Opened 11 years ago
Closed 11 years ago
#3560 enhancement closed fixed (fixed)
remove usage of microdom from twisted.lore
Reported by: | Jean-Paul Calderone | Owned by: | |
---|---|---|---|
Priority: | normal | Milestone: | |
Component: | lore | Keywords: | |
Cc: | Thijs Triemstra | Branch: |
branches/minidom-lore-3560-4
branch-diff, diff-cov, branch-cov, buildbot |
Author: | exarkun |
Description
microdom has lots of bugs and they won't be fixed. These have negative consequences for lore (eg #414). Lore should start using a better XML library instead (ie, xml.dom.minidom).
Change History (23)
comment:1 Changed 11 years ago by
Author: | → exarkun |
---|---|
Branch: | → branches/minidom-lore-3560 |
comment:2 Changed 11 years ago by
As noted on ticket 3561, switching to minidom has the disadvantage of no longer letting users writing lore documents know where their mismatched tags have gone.
I remember when I added this feature, in r2645 - it vastly reduced the amount of time I spent mismatched-tag-hunting in Emacs and elsewhere.
comment:3 Changed 11 years ago by
Even though this feature had no unit tests, I intend to preserve it in the switch to minidom. :)
comment:4 Changed 11 years ago by
It's worthwhile, I think, to link to the monthly TSF report since it contains a list of related problems with minidom, each of which is being dealt with by this branch.
comment:5 Changed 11 years ago by
Branch: | branches/minidom-lore-3560 → branches/minidom-lore-3560-2 |
---|
(In [25747]) Branching to 'minidom-lore-3560-2'
comment:6 Changed 11 years ago by
Keywords: | review added |
---|---|
Owner: | Jean-Paul Calderone deleted |
Don't review this until #3600 has been reviewed. All of the domhelpers changes in this branch are duplicated in the branch for #3600. #3600 is intended to be the authoritative definition of those changes.
Aside from that, I guess this is ready for some eyes. Some things which may be easier to understand if I explain them:
- I've deleted most of the data files used by the lore tests. Their contents are now inline in the unit tests which I find makes the tests easier to understand and maintain.
- Many of the strings are slightly changed in either irrelevant or important ways, primarily in the amount and placement of whitespace. microdom's behavior was incorrect, so the strings were all "incorrect". minidom's behavior is better, many of the strings are different and better now.

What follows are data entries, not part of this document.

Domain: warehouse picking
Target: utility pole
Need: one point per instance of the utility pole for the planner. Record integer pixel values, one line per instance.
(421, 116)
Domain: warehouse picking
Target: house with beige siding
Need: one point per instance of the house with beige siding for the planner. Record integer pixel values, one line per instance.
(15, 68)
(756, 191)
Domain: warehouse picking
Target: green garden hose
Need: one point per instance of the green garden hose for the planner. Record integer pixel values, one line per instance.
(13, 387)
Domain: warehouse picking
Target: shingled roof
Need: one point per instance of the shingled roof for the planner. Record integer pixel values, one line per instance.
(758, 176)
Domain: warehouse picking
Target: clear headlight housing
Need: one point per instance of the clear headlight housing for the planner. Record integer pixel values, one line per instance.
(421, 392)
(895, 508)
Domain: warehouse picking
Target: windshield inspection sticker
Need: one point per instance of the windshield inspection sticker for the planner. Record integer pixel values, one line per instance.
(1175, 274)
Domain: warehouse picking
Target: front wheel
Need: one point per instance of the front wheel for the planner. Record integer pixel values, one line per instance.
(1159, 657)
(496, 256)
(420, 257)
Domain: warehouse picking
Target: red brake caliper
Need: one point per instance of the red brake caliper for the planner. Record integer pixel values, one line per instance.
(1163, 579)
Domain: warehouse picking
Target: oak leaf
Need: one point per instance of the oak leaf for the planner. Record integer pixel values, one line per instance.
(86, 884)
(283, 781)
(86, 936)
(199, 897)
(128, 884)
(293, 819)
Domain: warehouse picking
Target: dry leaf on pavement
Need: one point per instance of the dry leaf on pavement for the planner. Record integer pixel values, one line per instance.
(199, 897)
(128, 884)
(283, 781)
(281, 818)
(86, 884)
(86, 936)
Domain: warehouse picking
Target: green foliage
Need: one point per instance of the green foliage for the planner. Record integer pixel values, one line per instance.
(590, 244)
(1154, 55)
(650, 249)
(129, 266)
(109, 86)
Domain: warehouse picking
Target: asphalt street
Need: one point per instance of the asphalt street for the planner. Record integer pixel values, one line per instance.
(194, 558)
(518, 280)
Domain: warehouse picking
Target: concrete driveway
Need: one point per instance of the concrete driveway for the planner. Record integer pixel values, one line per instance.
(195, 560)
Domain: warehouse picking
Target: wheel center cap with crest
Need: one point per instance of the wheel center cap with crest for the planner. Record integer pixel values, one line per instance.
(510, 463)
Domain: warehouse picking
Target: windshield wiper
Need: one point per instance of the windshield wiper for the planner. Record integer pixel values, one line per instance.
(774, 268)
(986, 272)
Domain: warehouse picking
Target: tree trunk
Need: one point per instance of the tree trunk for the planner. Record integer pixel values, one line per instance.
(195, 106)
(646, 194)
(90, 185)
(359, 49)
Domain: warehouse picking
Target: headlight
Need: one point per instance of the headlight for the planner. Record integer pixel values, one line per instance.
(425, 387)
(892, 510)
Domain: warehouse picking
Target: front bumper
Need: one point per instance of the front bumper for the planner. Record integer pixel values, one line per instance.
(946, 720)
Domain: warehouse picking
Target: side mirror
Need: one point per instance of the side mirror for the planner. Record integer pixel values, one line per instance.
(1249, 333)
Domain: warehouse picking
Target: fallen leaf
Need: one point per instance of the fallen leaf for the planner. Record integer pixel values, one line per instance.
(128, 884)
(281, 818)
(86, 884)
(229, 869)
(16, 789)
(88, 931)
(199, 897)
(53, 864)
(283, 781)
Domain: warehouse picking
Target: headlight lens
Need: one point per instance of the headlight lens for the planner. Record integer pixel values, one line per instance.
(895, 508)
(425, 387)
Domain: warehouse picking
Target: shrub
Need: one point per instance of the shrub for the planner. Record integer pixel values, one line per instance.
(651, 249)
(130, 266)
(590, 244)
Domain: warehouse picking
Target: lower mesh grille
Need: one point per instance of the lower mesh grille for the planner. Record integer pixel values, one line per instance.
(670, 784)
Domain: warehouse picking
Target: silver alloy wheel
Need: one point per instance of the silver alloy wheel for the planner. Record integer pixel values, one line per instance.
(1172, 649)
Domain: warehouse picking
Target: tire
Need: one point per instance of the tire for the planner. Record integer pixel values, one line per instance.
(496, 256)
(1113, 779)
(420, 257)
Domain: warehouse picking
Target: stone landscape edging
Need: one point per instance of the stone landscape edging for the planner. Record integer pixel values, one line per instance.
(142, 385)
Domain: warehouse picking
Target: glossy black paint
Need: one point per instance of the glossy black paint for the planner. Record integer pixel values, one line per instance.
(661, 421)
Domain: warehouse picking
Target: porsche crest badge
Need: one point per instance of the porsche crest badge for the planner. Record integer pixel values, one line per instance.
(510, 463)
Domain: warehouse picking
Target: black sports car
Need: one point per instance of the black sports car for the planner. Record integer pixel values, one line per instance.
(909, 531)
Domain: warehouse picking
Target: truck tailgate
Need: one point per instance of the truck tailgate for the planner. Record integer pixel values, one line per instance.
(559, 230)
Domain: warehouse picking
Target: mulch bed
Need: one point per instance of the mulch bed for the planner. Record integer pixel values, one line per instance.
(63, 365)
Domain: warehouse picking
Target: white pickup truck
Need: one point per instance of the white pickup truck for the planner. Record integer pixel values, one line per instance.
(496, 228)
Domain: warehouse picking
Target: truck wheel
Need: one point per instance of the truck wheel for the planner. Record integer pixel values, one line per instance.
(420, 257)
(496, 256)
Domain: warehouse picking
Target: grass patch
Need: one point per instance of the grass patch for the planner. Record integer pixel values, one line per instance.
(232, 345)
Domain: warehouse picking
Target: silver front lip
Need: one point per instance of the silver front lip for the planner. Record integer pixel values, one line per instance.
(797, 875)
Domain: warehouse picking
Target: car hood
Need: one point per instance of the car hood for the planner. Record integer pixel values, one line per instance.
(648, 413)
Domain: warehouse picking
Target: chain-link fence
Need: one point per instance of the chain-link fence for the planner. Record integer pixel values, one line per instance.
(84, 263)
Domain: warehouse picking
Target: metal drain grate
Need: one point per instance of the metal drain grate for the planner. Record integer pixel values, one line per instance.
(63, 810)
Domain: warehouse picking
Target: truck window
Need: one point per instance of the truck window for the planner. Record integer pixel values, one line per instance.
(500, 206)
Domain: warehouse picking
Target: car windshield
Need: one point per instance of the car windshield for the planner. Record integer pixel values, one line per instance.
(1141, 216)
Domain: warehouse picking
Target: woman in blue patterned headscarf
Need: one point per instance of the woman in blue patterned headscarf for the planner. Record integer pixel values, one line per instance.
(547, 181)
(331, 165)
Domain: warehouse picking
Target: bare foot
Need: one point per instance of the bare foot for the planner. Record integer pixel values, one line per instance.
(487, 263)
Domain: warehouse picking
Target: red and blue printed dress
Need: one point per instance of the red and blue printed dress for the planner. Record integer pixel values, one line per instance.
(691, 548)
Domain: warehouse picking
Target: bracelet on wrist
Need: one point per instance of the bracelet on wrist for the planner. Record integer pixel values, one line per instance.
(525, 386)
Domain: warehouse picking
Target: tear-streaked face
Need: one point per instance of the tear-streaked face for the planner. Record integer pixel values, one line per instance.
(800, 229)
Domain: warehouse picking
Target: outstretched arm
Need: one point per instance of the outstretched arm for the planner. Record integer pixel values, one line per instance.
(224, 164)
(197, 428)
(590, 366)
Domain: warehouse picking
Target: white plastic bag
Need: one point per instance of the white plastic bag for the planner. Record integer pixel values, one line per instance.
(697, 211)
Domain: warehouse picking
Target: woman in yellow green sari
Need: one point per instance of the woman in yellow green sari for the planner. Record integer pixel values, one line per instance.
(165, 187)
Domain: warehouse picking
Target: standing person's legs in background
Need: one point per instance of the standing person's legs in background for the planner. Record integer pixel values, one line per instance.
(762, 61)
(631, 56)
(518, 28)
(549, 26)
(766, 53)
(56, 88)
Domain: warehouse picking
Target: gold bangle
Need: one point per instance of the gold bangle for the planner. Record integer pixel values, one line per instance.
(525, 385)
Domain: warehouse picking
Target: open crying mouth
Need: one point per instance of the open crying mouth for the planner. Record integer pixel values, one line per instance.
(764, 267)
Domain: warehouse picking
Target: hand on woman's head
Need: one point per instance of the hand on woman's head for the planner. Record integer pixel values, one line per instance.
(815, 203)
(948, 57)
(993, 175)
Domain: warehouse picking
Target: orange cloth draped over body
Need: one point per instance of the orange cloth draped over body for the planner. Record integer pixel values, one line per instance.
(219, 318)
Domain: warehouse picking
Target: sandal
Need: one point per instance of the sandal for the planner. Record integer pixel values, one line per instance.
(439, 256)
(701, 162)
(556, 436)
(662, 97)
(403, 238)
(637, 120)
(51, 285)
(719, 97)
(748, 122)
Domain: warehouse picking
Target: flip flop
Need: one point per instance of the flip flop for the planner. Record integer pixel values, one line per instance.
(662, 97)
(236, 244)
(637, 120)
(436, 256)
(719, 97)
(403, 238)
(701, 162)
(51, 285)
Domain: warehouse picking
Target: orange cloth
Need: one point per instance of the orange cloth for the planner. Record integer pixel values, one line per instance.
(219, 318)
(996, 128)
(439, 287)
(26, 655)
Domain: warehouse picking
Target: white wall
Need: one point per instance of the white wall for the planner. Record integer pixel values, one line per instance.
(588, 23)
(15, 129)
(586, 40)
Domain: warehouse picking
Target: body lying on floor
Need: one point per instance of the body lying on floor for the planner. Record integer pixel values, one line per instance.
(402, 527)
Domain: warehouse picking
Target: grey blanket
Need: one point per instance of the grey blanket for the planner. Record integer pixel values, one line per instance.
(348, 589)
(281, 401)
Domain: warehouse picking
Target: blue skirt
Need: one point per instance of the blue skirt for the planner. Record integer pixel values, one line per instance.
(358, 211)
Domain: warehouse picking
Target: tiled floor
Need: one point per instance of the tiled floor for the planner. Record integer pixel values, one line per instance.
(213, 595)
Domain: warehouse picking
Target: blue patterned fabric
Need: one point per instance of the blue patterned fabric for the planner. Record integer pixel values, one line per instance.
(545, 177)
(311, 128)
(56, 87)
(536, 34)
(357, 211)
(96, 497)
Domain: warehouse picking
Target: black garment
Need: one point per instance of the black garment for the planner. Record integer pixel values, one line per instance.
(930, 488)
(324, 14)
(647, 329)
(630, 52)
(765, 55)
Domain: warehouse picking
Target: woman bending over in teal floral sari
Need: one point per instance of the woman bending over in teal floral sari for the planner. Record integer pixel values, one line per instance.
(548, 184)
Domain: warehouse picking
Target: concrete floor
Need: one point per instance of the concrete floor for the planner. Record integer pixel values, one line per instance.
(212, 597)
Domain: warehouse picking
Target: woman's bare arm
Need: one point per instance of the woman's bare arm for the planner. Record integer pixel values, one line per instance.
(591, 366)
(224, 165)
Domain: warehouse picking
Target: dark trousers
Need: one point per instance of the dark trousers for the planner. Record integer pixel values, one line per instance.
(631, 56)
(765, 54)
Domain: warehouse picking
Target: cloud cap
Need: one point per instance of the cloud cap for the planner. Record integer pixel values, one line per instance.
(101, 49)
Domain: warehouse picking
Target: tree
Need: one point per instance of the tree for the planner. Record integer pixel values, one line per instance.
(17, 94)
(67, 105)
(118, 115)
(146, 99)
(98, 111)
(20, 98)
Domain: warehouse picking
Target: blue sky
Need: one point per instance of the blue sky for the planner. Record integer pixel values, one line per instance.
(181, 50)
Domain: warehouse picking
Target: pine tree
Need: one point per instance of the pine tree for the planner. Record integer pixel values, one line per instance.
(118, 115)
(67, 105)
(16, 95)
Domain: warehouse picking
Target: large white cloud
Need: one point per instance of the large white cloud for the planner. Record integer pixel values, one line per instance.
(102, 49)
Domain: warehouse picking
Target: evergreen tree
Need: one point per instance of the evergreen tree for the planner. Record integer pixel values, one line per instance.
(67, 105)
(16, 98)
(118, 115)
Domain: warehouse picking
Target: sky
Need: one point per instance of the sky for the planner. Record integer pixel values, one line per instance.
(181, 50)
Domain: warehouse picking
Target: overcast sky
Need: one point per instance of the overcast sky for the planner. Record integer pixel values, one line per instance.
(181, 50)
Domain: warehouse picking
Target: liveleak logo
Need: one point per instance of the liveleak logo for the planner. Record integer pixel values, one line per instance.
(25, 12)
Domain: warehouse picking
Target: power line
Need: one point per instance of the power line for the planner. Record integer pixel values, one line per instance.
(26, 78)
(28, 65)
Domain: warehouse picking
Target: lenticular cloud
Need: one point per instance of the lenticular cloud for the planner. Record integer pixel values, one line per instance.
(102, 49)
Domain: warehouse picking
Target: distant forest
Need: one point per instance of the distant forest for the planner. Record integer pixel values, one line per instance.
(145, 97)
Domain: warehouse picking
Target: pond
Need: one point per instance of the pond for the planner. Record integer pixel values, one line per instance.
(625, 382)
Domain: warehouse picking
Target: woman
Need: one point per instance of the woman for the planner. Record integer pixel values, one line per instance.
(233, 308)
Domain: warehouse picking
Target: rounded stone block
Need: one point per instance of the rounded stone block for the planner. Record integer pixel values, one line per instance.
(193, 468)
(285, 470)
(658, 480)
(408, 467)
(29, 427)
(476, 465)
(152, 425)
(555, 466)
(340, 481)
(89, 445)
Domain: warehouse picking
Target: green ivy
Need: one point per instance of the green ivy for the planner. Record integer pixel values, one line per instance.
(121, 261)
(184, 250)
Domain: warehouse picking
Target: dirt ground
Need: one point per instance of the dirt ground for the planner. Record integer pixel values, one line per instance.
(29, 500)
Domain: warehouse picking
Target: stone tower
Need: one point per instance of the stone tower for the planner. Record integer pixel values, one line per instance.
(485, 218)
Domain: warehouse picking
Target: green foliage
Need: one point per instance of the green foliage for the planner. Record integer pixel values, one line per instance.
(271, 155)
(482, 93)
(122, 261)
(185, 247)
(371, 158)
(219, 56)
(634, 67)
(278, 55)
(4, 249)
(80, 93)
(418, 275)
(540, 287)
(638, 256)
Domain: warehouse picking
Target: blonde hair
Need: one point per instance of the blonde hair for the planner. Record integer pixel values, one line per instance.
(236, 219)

- In some places (for example, twisted/lore/test/template.tpl) I've deleted part of an input document being used in the tests. I've done this where the thing deleted from the document was optional and the test using the document/template was not directly for the aspect of lore behavior that thing was required for.
- In order to avoid changing huge chunks of lore in a relatively trivial way, I've imported
xml.dom.minidom
asmicrodom
. This may result in somewhat confusing code, I'm not sure. I could change it and update all the callers if the consensus is that that would be more readable.
comment:7 Changed 11 years ago by
Oh yea, build results: http://buildbot.twistedmatrix.com/boxes-supported?branch=/branches/minidom-lore-3560-2
comment:8 follow-up: 10 Changed 11 years ago by
Keywords: | review removed |
---|---|
Owner: | set to Jean-Paul Calderone |
For the record, I remain unconvinced that the quality of maintenance of the standard library minidom module is substantially better than that of minidom (browsing the revision log doesn't show a dramatically better history), and the issues you spotted suggest that it may change in unpleasant ways in the future. For example, we don't have an "internet disconnected" buildbot to make sure that we don't need to turn off yet another new switch for DTD verification to not make random blocking internet connections.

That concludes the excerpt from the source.